The treasure hunt is on everyone’s mind. Having a successful night requires skill and attention. You can’t just sweep or blow the garbage, you have to watch and listen. Over time, workers learn to hear the difference between a sliding beer tab and a coin. One worker uses his haul to pay child support for his three kids. He found $150 once and used it to buy his son a stroller.
WHEN THE CLOCK HITS 3 AM, the stadium falls silent, and the workers break for “lunch.” There’s a cheap hot dog stand on Front Street that’s popular. Most of the cleaners can afford a meal using the spare change they’ve found during their shift.
Only three-quarters of the workers return after the break.

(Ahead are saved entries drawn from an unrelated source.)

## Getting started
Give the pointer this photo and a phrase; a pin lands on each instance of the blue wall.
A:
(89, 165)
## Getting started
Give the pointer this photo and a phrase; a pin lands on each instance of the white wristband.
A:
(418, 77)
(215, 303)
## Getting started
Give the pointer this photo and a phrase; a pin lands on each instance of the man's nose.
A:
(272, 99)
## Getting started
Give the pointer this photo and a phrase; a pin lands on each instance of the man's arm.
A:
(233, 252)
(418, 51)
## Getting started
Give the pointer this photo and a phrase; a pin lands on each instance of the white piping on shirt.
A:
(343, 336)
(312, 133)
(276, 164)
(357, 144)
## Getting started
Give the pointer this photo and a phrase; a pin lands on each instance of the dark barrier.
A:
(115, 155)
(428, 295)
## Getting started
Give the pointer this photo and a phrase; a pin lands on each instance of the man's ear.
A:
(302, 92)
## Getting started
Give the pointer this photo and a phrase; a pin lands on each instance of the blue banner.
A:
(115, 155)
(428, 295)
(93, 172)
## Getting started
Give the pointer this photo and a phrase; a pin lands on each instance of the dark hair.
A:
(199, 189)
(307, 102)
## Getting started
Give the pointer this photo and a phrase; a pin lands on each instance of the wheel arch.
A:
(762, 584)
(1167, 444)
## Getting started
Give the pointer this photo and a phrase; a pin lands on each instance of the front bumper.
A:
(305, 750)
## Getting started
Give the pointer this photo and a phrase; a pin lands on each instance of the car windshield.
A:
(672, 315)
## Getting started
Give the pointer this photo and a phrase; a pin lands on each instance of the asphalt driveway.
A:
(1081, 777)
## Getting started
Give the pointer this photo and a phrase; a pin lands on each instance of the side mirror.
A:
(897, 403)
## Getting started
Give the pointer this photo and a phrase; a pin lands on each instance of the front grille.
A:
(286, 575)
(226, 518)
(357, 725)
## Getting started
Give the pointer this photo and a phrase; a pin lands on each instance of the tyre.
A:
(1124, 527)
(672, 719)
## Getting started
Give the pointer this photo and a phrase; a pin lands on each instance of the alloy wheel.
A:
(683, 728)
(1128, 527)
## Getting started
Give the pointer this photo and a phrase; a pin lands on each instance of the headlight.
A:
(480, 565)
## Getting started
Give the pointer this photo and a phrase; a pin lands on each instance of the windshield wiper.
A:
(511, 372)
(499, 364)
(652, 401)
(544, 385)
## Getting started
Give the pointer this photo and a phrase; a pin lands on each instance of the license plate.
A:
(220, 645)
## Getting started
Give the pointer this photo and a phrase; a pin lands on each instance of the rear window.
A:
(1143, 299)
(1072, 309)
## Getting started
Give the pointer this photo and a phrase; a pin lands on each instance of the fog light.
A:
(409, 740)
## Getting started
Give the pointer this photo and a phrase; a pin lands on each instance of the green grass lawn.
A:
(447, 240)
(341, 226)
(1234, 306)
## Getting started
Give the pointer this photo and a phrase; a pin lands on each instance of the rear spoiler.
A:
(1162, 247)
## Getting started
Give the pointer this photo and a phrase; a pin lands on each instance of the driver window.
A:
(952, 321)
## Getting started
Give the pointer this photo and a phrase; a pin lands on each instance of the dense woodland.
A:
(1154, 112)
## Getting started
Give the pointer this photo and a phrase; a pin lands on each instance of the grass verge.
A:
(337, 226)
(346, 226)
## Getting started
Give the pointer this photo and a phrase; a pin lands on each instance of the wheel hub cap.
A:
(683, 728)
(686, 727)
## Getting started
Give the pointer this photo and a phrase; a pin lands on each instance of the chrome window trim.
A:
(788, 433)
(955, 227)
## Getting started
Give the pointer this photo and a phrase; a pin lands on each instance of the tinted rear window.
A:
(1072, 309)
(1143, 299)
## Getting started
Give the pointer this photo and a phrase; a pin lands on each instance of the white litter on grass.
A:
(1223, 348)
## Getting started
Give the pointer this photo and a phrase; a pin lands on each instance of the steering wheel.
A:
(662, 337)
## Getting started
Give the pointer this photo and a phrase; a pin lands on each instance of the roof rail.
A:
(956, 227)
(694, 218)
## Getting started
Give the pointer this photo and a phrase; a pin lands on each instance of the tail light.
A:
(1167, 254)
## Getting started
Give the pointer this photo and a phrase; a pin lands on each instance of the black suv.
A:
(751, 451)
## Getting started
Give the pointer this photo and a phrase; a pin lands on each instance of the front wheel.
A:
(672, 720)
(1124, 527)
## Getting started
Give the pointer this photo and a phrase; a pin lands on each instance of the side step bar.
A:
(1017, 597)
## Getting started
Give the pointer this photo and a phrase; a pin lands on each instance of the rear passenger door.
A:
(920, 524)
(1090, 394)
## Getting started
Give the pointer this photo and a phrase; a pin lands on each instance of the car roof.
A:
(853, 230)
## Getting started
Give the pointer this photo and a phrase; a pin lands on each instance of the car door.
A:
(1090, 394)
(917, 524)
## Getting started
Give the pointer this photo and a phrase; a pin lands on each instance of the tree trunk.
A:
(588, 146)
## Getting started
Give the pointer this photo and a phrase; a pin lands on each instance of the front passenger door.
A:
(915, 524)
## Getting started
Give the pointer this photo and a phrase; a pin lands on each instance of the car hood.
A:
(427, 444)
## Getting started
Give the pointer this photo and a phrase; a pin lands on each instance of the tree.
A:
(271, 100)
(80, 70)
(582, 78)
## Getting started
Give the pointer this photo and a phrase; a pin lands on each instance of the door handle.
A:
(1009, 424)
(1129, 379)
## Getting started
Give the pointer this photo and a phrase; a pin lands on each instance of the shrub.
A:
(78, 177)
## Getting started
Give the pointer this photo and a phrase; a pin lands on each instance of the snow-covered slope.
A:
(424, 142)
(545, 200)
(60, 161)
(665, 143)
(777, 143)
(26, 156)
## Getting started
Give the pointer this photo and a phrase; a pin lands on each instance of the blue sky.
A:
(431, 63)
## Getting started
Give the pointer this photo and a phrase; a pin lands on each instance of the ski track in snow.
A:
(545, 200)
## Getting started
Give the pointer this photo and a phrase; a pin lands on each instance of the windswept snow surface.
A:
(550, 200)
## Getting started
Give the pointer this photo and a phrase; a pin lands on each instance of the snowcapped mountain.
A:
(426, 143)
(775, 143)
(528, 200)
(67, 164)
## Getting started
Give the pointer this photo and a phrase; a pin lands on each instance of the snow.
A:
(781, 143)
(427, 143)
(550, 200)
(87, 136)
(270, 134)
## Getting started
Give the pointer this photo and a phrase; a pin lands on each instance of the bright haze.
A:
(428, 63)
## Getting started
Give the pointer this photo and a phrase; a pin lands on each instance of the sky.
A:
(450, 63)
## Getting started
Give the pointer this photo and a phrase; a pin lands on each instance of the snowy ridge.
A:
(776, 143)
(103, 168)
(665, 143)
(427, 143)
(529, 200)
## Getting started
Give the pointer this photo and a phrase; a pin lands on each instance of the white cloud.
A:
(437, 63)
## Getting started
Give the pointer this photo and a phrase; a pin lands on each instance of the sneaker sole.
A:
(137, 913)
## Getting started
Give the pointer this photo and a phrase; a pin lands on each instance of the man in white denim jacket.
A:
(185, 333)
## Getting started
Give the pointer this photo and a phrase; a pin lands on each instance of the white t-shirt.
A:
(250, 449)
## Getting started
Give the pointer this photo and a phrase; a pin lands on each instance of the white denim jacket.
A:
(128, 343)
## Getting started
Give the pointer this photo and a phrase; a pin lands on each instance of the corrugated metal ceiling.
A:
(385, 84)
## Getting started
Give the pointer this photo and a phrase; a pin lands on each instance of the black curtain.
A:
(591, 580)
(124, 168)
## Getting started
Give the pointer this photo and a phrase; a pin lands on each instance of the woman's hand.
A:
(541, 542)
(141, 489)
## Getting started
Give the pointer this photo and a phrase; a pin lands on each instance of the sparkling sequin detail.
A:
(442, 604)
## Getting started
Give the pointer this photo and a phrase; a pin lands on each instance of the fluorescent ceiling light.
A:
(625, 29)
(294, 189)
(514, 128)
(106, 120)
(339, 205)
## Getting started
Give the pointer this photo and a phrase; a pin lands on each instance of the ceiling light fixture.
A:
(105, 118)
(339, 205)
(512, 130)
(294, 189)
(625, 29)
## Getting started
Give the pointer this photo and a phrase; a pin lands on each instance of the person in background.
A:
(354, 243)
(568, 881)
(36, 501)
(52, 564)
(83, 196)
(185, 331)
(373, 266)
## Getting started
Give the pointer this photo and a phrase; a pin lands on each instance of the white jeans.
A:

Labor Ready workers are generally only used for sweeping and bagging. They’ll get paid for four hours of work. As they disappear into the night, some head to bed, but others walk back to Labor Ready to collect their cheque and secure the next job. The company’s offices at 195 Church Street don’t open until 5:30 am, so many nights they'll wait in Dundas Square. If they time it just right, they’ll score a free breakfast from the Salvation Army truck that passes by Labor Ready every morning.